Note that it doesn't say the legislation has to be related to the employer for whom you work. Any employee, any legislation.
It also brings to mind this question: Since most of the state lawmakers are employed by others in some capacity when not working under the Gold Dome, can they discuss legislation among themselves when not in session or must they register as lobbyists first?
Registration means paying a $300 fee and filing the same sort of reports required of those who are paid specifically to lobby lawmakers on state issues. And if you don't register, you can be subject to a fine of $2,000.
It's always hazardous to guess what the state's legislative body intended to do when they pass a new law, but it's hard to imagine that lawmakers meant to make casual conversations with an elected state official in the church parking lot subject to lobbyist disclosure laws.
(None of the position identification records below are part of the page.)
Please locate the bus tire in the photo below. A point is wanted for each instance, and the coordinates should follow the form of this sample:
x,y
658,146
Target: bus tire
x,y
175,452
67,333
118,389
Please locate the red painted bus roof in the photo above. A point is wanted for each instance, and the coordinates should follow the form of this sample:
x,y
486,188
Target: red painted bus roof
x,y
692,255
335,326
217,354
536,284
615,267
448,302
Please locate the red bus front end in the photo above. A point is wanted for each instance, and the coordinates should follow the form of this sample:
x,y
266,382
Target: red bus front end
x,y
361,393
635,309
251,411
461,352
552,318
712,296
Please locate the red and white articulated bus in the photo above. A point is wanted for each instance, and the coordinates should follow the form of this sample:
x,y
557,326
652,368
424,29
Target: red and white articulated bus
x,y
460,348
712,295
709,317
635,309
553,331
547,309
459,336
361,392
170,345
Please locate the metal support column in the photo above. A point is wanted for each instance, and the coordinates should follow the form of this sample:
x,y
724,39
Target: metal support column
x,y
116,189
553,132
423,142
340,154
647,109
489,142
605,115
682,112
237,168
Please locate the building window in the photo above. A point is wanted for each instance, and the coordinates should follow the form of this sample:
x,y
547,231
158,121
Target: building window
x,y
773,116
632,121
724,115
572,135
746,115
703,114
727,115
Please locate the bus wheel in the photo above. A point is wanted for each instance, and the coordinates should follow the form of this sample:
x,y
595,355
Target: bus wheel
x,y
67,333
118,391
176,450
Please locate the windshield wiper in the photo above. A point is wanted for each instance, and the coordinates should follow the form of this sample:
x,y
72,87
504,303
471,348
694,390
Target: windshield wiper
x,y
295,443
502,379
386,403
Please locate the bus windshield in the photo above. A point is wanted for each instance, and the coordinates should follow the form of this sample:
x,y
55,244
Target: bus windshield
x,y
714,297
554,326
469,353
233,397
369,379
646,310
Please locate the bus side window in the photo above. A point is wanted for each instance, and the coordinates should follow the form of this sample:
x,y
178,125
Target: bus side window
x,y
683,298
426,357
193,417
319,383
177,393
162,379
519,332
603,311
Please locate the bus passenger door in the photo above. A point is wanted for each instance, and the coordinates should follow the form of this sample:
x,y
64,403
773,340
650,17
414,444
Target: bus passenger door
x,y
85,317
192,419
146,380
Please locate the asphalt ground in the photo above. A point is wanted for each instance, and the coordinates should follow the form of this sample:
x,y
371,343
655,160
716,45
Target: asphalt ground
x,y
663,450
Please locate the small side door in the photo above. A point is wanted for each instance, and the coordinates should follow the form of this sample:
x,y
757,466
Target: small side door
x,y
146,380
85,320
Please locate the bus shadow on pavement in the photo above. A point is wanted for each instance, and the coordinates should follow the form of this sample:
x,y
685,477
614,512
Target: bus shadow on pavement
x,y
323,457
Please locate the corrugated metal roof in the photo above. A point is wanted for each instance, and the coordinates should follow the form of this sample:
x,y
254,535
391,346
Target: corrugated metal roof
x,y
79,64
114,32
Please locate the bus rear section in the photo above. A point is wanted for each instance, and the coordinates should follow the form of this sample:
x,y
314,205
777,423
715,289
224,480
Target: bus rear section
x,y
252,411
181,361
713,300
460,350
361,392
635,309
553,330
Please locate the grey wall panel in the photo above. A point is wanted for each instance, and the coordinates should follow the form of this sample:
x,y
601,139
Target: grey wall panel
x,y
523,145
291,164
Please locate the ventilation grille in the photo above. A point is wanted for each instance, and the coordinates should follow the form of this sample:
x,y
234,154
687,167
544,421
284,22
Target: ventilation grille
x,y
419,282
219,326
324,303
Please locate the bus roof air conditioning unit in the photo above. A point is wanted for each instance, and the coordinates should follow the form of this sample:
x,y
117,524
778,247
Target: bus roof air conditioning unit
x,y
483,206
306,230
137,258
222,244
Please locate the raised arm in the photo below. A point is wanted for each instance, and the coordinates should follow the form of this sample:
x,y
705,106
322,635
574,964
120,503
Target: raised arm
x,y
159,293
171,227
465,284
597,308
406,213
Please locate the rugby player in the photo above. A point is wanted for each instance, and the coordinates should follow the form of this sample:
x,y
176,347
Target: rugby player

What's not so hard to imagine is that lawmakers, while expressing their zeal for reform, passed a new law so obviously broad in its scope and vague in its definition as to assure it would have to be reworked. It likely wouldn't be the first time such has happened.
It would be easy to accuse lawmakers of making an intentional effort at stifling freedom of speech, but it's unlikely that their intent was so grandiose. What's more probable is that sloppy work led to a poorly written law that promises a bureaucratic nightmare if it stays on the books.
So now what?
State lawmakers can look at the official opinion of the GGTCFC, realize the flaws in the current law and try to correct them in this year's session. Or they can ignore the issue, waiting for a court decision somewhere down the road to declare the law unconstitutional.
Hopefully they'll get it fixed. To be effective, true ethic reform has to be built on an enforceable foundation of credibility. The current fiasco is neither credible, nor enforceable.